Slowing the translocation of double-stranded DNA using a nanopore smaller than the double helix

Utkur Mirsaidov, Jeffrey Comer, Valentin Dimitrov, Aleksei Aksimentiev, and Gregory Timp
Nanotechnology 21(39) 395501 (2010)
DOI:10.1088/0957-4484/21/39/395501  PMID:20808032  BibTex


The image of the double helix of DNA has become an icon of biotechnology and genetics. However, this double helix is more than just an aesthetically pleasing image: it gives double-stranded DNA peculiar mechanical properties that are pertinent to biology and biotechnology. We have previously shown that molecules of double-stranded DNA can be electrically driven through tiny pores smaller in diameter than the double helix. How is this possible? Our computer simulations show that the DNA double helix stretches and distorts as it passes through a pore smaller than itself—a situation somewhat like forcing a drinking straw through the small hole in a drink box. With this knowledge, the researchers in the Timp and Aksimentiev groups have invented a method to trap DNA by driving the molecule into the pore using a strong electric force and then reducing the electric force while the DNA is still in the pore. Using molecular dynamics simulations, we have examined the process of trapping a DNA double helix in atomic detail, providing our experimental collaborators with the estimates of the forces and time scales involved. Using a special purpose electric circuit, the researchers in the Timp group have demonstrated the trap machanism in practice. The results of this study suggest the possibility of controlling the motion of double-stranded DNA through a solid-state nanopore. Such control could facilitate nanopore sequencing, which has the potential to reduce the cost of DNA sequencing to the extent that you and your doctor could make medical decisions based on the unique information in your genome. This work is described in a report that appeared in Nanotechnology.
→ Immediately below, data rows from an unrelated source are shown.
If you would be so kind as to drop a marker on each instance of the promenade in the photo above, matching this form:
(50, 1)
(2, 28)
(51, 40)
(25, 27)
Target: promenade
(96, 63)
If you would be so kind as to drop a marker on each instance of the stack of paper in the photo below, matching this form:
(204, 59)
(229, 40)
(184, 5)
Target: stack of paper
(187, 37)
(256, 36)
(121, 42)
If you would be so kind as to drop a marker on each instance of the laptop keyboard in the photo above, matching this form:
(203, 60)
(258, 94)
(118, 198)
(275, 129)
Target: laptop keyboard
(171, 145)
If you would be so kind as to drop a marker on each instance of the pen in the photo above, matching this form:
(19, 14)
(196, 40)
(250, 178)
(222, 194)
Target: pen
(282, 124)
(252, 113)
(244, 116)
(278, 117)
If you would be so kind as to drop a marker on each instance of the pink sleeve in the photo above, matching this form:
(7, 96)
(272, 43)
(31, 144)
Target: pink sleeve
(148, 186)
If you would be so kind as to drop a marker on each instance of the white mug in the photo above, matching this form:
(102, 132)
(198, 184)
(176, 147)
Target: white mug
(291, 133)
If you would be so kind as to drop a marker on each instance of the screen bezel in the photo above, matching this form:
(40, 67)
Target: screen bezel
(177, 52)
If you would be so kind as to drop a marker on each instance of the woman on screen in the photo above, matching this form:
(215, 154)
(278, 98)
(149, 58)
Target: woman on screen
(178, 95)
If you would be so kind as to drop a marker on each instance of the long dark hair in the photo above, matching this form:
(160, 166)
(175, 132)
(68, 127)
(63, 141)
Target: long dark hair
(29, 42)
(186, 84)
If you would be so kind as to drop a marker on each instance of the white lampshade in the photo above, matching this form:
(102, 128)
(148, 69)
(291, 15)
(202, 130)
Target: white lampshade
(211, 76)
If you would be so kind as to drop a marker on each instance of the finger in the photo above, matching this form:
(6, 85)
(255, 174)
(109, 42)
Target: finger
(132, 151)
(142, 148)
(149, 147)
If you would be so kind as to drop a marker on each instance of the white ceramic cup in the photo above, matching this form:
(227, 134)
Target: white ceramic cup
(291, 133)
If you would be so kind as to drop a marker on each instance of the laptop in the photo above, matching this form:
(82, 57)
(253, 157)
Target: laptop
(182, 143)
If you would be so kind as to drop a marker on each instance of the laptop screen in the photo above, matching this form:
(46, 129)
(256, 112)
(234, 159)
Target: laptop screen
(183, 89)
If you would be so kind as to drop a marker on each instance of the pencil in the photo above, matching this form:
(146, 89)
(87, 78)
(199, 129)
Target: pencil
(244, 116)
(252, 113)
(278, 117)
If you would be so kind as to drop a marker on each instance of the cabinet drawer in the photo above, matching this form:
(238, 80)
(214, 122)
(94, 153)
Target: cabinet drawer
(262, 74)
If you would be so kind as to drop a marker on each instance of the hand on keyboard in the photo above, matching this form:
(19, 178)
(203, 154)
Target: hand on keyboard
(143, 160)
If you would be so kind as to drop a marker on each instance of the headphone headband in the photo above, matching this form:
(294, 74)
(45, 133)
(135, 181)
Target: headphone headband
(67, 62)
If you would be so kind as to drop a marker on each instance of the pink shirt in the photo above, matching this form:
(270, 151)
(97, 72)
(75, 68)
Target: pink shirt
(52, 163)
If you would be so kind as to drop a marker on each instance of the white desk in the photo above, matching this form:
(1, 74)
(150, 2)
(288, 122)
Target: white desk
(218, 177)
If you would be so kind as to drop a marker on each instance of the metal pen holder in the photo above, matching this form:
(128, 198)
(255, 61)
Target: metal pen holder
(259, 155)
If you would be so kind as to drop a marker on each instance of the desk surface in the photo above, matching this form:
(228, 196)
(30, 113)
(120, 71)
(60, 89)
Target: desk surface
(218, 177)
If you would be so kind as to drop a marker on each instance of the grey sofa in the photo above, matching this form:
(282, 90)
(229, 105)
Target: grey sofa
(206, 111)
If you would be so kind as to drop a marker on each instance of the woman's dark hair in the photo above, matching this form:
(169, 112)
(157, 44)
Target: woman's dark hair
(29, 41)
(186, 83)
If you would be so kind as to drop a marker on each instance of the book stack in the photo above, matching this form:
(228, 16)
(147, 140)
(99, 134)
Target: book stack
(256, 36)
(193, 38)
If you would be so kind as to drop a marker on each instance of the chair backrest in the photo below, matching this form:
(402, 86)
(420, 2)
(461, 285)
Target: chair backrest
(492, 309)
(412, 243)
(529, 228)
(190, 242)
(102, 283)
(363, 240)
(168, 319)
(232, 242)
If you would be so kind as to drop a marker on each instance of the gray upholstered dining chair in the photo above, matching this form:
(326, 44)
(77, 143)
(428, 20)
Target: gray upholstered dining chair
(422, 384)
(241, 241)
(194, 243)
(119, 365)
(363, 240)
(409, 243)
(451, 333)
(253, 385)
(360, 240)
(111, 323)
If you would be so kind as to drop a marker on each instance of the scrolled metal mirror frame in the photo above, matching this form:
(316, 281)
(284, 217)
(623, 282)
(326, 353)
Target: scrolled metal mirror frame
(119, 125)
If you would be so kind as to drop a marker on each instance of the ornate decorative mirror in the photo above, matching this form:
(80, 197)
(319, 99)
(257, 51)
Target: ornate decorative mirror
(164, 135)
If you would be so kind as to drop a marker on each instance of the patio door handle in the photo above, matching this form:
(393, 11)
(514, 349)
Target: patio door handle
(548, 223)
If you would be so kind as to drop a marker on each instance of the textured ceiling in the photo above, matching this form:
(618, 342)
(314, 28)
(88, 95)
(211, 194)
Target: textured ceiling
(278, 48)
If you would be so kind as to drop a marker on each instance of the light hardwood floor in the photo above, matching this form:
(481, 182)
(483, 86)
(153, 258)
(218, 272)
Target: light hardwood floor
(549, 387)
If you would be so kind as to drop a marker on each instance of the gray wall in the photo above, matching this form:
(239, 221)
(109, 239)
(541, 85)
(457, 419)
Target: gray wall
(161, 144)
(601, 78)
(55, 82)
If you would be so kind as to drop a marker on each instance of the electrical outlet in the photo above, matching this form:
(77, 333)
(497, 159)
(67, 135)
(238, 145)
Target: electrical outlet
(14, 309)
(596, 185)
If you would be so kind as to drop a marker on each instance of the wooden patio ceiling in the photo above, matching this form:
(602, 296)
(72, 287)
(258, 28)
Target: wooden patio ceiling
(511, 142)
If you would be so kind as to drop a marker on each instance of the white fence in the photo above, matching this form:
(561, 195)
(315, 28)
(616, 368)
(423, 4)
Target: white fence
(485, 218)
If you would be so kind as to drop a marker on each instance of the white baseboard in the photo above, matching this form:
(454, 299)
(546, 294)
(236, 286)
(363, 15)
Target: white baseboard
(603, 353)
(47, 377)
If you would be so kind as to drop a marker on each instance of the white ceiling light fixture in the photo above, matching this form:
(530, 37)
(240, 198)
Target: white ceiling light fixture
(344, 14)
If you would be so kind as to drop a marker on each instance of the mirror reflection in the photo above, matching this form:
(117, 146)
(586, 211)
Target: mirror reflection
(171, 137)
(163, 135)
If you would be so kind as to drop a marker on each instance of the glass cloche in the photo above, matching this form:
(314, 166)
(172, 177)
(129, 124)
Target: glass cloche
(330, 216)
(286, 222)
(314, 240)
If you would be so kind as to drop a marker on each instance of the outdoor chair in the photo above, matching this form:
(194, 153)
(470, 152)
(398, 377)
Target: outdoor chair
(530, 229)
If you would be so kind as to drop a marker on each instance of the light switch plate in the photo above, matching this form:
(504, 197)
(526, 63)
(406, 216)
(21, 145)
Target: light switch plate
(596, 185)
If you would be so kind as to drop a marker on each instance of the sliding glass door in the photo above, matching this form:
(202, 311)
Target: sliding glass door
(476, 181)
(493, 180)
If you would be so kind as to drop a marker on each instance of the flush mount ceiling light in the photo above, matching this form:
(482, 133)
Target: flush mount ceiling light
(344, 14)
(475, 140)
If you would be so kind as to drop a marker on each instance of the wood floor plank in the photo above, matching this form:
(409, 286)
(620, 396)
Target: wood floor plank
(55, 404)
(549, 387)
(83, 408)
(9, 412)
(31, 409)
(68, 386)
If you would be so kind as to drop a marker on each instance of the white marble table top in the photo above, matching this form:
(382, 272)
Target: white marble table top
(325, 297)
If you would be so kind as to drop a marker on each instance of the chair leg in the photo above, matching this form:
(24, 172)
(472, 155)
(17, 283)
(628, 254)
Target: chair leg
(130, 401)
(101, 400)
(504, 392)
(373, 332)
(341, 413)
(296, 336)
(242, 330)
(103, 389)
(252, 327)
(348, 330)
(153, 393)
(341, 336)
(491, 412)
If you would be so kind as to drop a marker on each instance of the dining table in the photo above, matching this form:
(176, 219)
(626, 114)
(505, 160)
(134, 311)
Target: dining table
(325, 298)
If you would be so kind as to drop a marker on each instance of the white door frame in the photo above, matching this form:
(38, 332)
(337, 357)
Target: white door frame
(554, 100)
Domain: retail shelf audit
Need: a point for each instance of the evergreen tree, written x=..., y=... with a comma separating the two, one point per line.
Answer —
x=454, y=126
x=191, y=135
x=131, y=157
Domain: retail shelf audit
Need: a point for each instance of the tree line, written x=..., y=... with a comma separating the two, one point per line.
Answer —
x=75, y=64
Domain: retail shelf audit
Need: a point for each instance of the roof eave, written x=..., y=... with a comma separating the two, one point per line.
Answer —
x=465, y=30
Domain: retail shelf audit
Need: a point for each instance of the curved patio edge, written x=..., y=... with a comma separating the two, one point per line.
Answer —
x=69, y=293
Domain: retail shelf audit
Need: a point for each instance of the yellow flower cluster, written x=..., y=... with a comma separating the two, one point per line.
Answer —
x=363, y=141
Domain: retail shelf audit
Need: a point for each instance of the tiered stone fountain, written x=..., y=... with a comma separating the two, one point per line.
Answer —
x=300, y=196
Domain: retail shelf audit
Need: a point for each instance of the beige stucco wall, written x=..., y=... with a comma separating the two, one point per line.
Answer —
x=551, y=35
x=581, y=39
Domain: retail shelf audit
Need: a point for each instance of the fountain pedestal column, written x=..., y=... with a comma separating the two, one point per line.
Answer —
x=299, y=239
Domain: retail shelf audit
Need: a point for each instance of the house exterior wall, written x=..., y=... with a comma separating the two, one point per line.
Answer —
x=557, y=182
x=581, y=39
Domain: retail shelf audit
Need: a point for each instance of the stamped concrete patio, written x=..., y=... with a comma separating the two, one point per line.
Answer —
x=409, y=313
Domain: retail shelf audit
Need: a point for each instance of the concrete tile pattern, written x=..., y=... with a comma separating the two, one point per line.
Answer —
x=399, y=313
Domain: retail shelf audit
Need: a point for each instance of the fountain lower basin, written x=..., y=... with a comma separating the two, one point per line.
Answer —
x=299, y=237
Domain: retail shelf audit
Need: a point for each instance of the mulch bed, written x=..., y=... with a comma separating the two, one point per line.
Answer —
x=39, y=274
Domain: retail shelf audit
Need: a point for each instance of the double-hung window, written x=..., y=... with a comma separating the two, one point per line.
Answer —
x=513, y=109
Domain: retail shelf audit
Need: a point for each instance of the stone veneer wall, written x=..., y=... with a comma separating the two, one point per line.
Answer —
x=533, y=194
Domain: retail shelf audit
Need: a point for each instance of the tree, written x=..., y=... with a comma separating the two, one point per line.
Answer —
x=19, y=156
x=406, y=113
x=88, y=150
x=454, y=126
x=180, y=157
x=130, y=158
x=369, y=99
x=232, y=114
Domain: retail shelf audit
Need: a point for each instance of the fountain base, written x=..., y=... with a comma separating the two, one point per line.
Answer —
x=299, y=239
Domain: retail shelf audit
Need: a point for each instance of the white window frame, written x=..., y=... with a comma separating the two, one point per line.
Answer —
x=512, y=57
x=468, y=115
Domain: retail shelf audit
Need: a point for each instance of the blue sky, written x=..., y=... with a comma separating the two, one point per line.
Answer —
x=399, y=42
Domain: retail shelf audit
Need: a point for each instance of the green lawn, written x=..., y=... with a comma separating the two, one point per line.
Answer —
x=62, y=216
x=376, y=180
It is now possible to slow and trap a single molecule of double-stranded DNA (dsDNA), by stretching it using a nanopore, smaller in diameter than the double helix, in a solid-state membrane. By applying an electric force larger than the threshold for stretching, dsDNA can be impelled through the pore. Once a current blockade associated with a translocating molecule is detected, the electric field in the pore is switched in an interval less than the translocation time to a value below the threshold for stretching. According to molecular dynamics (MD) simulations, this leaves the dsDNA stretched in the pore constriction with the base-pairs tilted, while the B-form canonical structure is preserved outside the pore. In this configuration, the translocation velocity is substantially reduced from 1 bp/10 ns to approximately 1 bp/2 ms in the extreme, potentially facilitating high fidelity reads for sequencing, precise sorting, and high resolution (force) spectroscopy.